Далее мне дали понять, что аудиенция окончена. Мы с Сашей Рибопьером вышли из опочивальни короля, и тот не сводил с меня восхищенных глаз.

– Как вы его… – прошептал он. – Не боитесь ли, что вам этого не простят?

– А что он мне может сделать? – я говорил по-русски, зная, что этого языка никто здесь не поймет.

– Но он же…

– Мой друг, – проговорил я снисходительно. – Даже такие, как он, ничего не могут поделать, встретившись с прямотой и откровенностью.

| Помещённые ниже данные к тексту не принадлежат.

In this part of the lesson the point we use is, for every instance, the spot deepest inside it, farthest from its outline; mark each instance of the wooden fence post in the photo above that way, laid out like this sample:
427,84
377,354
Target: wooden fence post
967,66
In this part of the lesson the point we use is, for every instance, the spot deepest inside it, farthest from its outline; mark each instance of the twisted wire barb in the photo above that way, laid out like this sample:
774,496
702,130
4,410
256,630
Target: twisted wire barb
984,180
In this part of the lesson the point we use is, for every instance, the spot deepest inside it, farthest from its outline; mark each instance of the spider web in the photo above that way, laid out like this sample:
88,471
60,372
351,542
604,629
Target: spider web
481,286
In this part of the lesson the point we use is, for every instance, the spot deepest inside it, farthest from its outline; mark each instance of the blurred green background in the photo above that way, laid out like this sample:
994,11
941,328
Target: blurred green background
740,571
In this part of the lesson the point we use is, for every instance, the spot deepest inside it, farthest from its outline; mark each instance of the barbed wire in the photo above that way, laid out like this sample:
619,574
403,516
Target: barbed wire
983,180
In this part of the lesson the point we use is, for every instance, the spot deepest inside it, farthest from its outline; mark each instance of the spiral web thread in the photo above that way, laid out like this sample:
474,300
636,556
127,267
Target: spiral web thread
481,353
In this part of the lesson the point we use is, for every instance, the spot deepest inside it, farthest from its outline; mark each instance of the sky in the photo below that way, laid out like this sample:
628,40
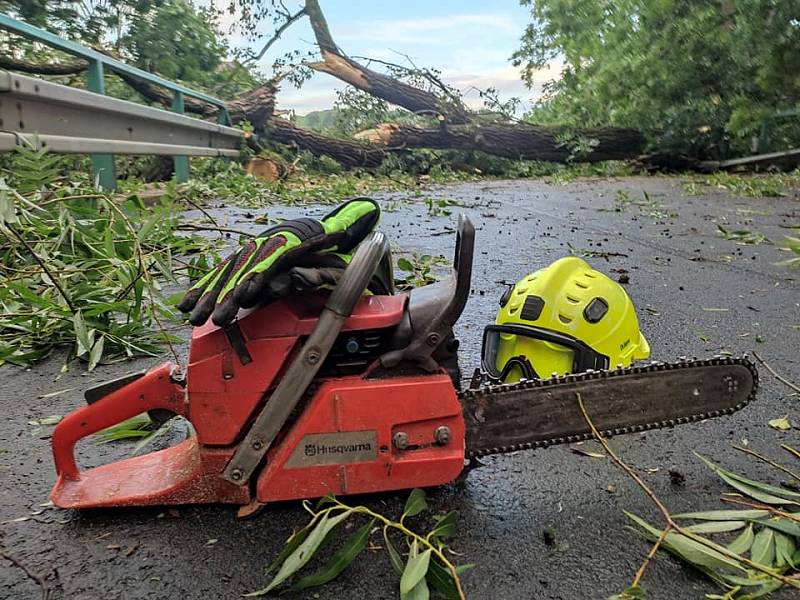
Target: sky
469,41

Фраза эта стала моим жизненным кредо. Я убедился в том, что люди испытывают наиболее сильные чувства, услышав или увидев правду. А тот, кто возвещает правду, становится либо их врагом, либо кумиром. Не знаю, как насчет вражды, так как для Луи Восемнадцатого я предстал довольно незначительной личностью, но верного поклонника и друга я себе приобрел. Впрочем, завоевать восхищение семнадцатилетнего юноши – равно как и девицы примерно тех же лет – невелика заслуга.

О моем поведении при lever Его Французского Величества узнали все мои сопровождающие, из тех, кто не присутствовал при этом, и мнения разделились. Фитингоф напустился на меня, а братец с тех пор начал глядеть на меня еще более «снизу вверх».

Наше пребывание в Митаве было бы веселым, если бы не бесконечные тонкости этикета, которые мы были вынуждены соблюдать дословно. Все придворные словно сговорились, изображая «маленький Версаль» в нашем остзейском городке, обитатели которого доселе о таком только читали. Разумеется, все окрестное дворянство жаждало получить доступ во дворец, и меня с моими ближними просто атаковали просьбами, припоминая всю сложную систему родства. Право, такого нашествия моих троюродных кузенов, мужей двоюродных тетушек и внучатых племянников моих дядей я давно не испытывал. Просьбы их, однако, простирались много дальше приглашения на балы и приемы в Mitau Schlosse. Прослышав о моей «стремительной карьере», эти родственники, которые ранее ни о ком из фон Ливенов не вспоминали, стремились разузнать, а не могу ли я как-нибудь подсобить в их делах. У кого были дочери на выданье, всеми правдами и неправдами сватали их то мне, то Иоганну. Мы с братом начали нешуточно опасаться, что не покинем Курляндию холостяками.